Year Established: 2017 Start Date: 2017-03-01 End Date: 2018-02-28
Total Federal Funds: $5,000 Total Non-Federal Funds: $10,000
Principal Investigators: Tyson Ochsner, Chris Zou
Abstract: Soil moisture is an essential variable which affects climatic, hydrological, agricultural, and ecological systems. Due to the impact of soil moisture on important earth processes, in-situ soil monitoring networks are becoming more prevalent. However, the majority of soil moisture monitoring networks consider only one land cover type, usually grasslands, which limits the use of these data for areas with mixed land cover types. The Oklahoma Mesonet has monitored soil moisture at over 100 grassland sites for nearly two decades, but large areas of forest (12 million acres, or 28% of the state’s land area), cropland (~8 million acres, or 18%), and other land cover types have gone largely unmonitored (McPherson et al., 2007; National Agricultural Statistics Service; Oklahoma Forestry Service).

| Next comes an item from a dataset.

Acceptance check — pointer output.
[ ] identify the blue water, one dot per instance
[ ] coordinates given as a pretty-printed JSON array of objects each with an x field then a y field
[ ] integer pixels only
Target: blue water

While the current long-term soil moisture record is useful for a number of applications in many research areas, a major limitation of the current data is that it has been collected exclusively in grassland ecosystems and does not reflect soil moisture conditions under other land covers. However, remote sensing by satellites has led to the availability of high-resolution vegetation indices (VI) data, and we hypothesize that these data, along with in-situ meteorological data from the Mesonet, may be incorporated into a simple water balance model to effectively estimate root-zone soil moisture at sites throughout Oklahoma. These estimates may then be used to train a computational model to estimate soil moisture across the entire state, regardless of land cover. The proposed generalized soil moisture estimation method would provide new, much needed information relevant to a number of disciplines, including hydrology, water resource planning, climatology, and agriculture. The long-term goal for this project is to increase scientific understanding of the variability of soil moisture under the many cover types found throughout Oklahoma and to create a new, general method of large-scale soil moisture estimation and mapping. We will reach this goal by 1) utilizing vegetation indices (e.g., NDVI or ERI) data collected by the MODIS satellite and Mesonet meteorological data to develop an efficient computational model capable of estimating soil moisture under various land cover types found in Oklahoma, and 2) validating estimated soil moisture values using in-situ soil moisture monitoring in multiple vegetation types throughout Oklahoma.